The potential negative fallout from the attack appeared to be offset by the fact that it was a show of assertive action with the circumstances justified and the response proportionate.

However, subsequent commentary and action by Russia, as well as a heightening of tensions with North Korea could see US investors less dismissive of President Trump’s actions this week, and indeed more cautionary with their investment strategies.

Some analysts are suggesting gold could come back into play. It has remained resilient above the US$1250 per ounce mark over the last fortnight without showing signs of revisiting the US$1300 per ounce levels that were last seen in November.

In terms of the week ahead, the focus is likely to be squarely on some numbers that emerged in the US on Friday and important earnings results that will be a guide as to how the economy is really performing, stripping out the political hype that has been a key driver for most of the reporting period.

Reality bites as worst jobs data for nearly 12 months is released

There was a sign on Friday that the economy isn’t performing as well as the stock market would suggest. Only 98,000 new jobs were created in March in the US, the smallest gain in nearly a year. Not only is this data an indicator of business confidence, but it also is a barometer of forward household disposable income.

Not surprisingly, the release of this data saw the Dow lose all of the day’s gains plus some in the last two hours of trading. The close of 20,656 points was only six points lower than the previous day’s close, but more importantly it was more 70 points lower than where the index peaked at about 2 PM.

The NASDAQ was relatively flat, but it also responded negatively to the jobs data.

European stocks showed little reaction to geopolitical issues, and in fact the FTSE 100’s gain of circa 0.6% was partly supported by the strong share price performances from defence contractors.

The DAX was relatively flat, closing at 12,225 points. The Paris CAC 40 gained 0.3% to close at 5135 points.

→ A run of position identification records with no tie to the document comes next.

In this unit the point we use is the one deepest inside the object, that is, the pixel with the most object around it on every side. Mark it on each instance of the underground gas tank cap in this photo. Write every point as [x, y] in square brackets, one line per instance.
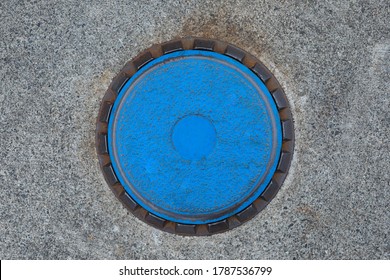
[195, 136]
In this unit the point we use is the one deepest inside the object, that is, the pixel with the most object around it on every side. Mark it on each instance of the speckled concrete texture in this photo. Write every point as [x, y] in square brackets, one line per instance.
[58, 57]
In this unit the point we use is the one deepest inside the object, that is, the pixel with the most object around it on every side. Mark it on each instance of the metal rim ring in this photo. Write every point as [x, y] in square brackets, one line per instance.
[195, 44]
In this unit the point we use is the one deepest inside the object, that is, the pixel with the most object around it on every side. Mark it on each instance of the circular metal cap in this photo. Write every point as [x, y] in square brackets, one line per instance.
[195, 136]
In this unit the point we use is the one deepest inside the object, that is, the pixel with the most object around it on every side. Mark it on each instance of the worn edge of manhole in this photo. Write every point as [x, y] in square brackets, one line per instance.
[257, 67]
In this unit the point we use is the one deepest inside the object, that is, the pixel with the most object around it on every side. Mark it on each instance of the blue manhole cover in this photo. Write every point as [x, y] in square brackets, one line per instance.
[195, 136]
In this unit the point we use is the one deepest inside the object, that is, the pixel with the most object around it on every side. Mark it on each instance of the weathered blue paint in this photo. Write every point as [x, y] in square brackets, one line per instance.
[194, 136]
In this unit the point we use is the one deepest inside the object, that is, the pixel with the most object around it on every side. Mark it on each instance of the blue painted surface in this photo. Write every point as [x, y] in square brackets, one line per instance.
[194, 136]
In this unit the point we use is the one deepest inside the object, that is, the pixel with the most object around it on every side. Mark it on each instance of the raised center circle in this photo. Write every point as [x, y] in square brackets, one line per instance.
[194, 137]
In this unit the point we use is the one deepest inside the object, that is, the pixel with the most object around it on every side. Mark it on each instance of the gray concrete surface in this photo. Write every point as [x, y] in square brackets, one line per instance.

On the commodities front, oil continued its strong run, increasing from the previous day’s close of US$51.70 per barrel to hit a high of US$52.88 per barrel in the first hour of trading, fuelled to some extent by the prospect of tightening supply from the oil-rich Middle East region should military activity escalate.

Iron ore was savaged, falling 6.8% to circa US$75 per tonne.

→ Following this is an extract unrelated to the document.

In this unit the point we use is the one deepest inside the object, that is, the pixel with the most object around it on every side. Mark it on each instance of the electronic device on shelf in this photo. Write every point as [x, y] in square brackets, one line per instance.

Base metals were mixed with copper making a slight gain, nickel increasing more than 1% and zinc and lead continuing their decline which now sees the two metals trading in the vicinity of their one month lows.

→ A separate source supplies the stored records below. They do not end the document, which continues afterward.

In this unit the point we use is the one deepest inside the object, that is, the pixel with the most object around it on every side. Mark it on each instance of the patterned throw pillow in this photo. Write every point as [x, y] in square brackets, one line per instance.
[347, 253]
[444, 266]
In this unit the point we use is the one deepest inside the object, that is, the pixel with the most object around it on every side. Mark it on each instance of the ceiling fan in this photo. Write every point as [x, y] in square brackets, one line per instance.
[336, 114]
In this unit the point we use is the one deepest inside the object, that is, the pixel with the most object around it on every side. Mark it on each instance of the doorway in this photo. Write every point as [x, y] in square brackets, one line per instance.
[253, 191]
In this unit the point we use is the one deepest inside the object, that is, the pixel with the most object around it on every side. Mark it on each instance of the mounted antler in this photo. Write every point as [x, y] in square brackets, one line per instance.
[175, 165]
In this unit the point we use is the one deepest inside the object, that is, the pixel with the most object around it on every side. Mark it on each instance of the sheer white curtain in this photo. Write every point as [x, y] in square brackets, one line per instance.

Zinc has been particularly hard hit over the last fortnight falling from US$1.28 per pound to close at US$1.21 per pound on Friday. By comparison, lead has fallen from US$1.06 per pound to end the week at US$1.02 per pound.

Nickel’s gain saw it close in the vicinity of US$4.60 per pound, and technical analysts could see a break above US$4.65 per pound as important given that it was around this level that the metal found a base after plunging from US$5.00 per pound in early March.

The Australian dollar continued to weaken against the US dollar, falling below the psychological US$0.75 level.